Face à cette situation inextricable, les autorités du comté cherchent une solution. Paul Gallegos, le district attorney du comté ("chef procureur") installé dans le port d'Eureka, à 10 km d'Arcata, continue à pourchasser les trafiquants. Pourtant, il en est arrivé à la conclusion que le mieux serait de légaliser le cannabis : "Je ne parle pas de demi-mesures comme la dépénalisation, il faudrait que la marijuana soit complètement légale, et que l'administration puisse surveiller la production. En lui-même, le cannabis ne pose pas de problèmes de sûreté, seulement des problèmes d'éducation et de santé."

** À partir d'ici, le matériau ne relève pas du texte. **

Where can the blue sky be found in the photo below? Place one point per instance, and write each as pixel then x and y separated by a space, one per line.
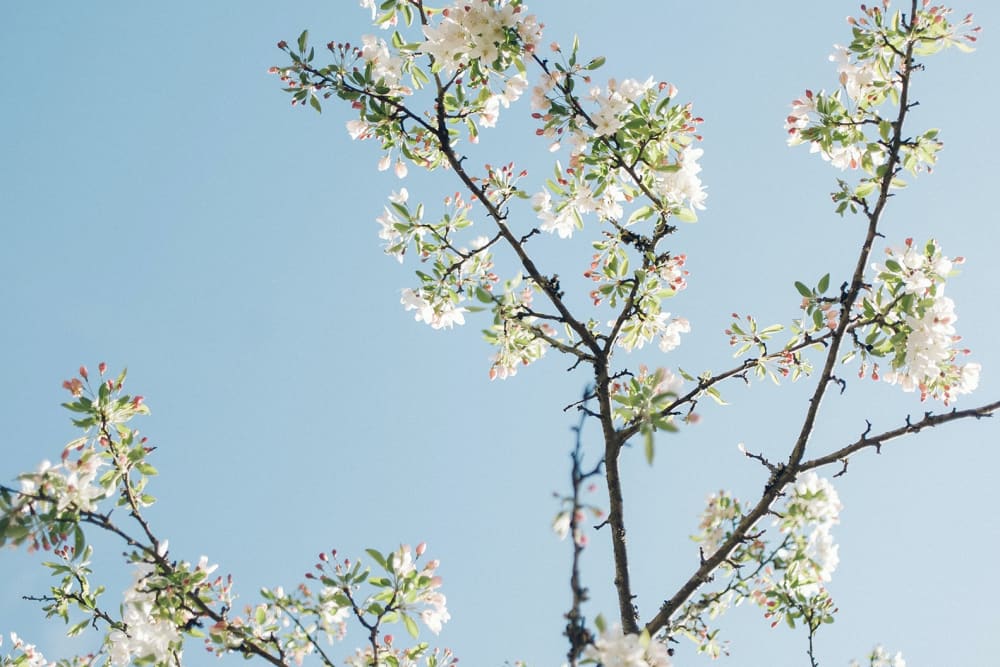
pixel 162 207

M. Gallegos rêve de supprimer l'immense gaspillage provoqué par cette guerre sans fin de l'Etat contre le cannabis, et surtout de mettre fin à l'hypocrisie générale : "Le maintien de ces lois inapplicables sape l'autorité de l'Etat. La justice devient une farce, la population perd tout respect envers les institutions."

La légalisation aurait selon lui un autre avantage : "Le prix du cannabis s'effondrerait, les trafiquants se retrouveraient au chômage. En fait, les deux seuls groupes vraiment opposés à la légalisation sont les forces de l'ordre, pour des raisons culturelles, et les dealers, pour des raisons économiques."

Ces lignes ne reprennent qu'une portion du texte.